I am aware of this question. But check the code(minimal-working example) below:
import dask.dataframe as dd
import pandas as pd
# intialise data of lists.
data = {'Name': ['Tom', 'nick', 'krish', 'jack'], 'Age': [20, 21, 19, 18]}
# Create DataFrame
df = pd.DataFrame(data)
dask_df = dd.from_pandas(df, npartitions=1)
categoric_df = dask_df.select_dtypes(include="category")
When I try to print the categoric_df
I get the following error:
ValueError: No objects to concatenate
And when I check the categoric_df
from PyCharm debugger:
Unable to get repr for <class 'dask.dataframe.core.DataFrame'>
With these errors, I can build a try/except block to check if the dataframe is empty or not. But I don't want to use this approach since it is not guaranteed to work all the time and try/except slows down the code.

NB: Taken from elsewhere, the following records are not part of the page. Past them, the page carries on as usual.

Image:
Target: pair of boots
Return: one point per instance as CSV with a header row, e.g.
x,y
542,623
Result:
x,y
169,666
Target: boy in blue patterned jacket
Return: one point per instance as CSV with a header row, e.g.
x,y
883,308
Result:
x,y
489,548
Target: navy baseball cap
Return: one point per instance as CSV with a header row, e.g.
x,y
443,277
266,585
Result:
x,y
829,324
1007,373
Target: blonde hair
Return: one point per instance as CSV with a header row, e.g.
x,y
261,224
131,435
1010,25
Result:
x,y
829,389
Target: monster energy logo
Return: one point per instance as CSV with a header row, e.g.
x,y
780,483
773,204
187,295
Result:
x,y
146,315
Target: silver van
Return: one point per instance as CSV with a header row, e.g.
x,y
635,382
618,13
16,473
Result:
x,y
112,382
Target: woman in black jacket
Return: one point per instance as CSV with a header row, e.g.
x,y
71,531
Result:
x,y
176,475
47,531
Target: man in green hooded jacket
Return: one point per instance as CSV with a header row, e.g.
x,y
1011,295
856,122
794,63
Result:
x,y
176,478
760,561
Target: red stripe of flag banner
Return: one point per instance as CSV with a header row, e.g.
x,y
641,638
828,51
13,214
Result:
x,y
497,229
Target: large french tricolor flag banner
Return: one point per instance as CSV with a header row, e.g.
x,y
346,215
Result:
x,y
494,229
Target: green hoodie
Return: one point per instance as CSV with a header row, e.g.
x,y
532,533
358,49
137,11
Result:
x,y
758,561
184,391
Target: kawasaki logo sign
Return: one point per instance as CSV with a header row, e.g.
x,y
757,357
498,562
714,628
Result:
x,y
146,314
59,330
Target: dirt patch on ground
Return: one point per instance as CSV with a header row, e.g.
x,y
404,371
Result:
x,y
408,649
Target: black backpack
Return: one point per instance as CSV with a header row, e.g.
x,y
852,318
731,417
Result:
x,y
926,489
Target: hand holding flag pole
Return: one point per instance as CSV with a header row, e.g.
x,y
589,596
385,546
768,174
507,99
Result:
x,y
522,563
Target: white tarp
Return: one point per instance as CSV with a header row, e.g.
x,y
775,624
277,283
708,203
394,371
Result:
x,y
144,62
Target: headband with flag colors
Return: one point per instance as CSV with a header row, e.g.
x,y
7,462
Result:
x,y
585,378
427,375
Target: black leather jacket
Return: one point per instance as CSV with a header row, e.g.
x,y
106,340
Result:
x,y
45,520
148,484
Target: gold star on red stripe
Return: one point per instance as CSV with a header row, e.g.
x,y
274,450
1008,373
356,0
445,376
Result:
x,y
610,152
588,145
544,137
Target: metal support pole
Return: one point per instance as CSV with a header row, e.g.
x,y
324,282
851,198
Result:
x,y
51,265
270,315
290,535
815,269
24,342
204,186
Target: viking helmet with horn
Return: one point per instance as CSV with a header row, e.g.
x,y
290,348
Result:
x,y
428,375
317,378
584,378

And when I try to print computed categoric_df
it looks like this:
>>>print(categoric_df.compute())
Empty DataFrame
Columns: []
Index: [0, 1, 2, 3]
In summary: Here if I select the non-existing dypes and create a dask.DataFrame from it, I get a dask.DataFrame
which at first glance doesn't seem empty if I use len()
function.
>>>print(len(categoric_df))
4
>>>print(len(categoric_df.compute())
4
>>>print(categoric_df.compute().empty)
True
Is there a way to check if the categoric_df
is empty or not without computing it? (I want it to stay lazily evaluated.)
UPDATE:
print(len(categoric_df.columns))
is returning0
. This can be used for figuring out if the dataframe is empty or not. But is this viable? I am not sure.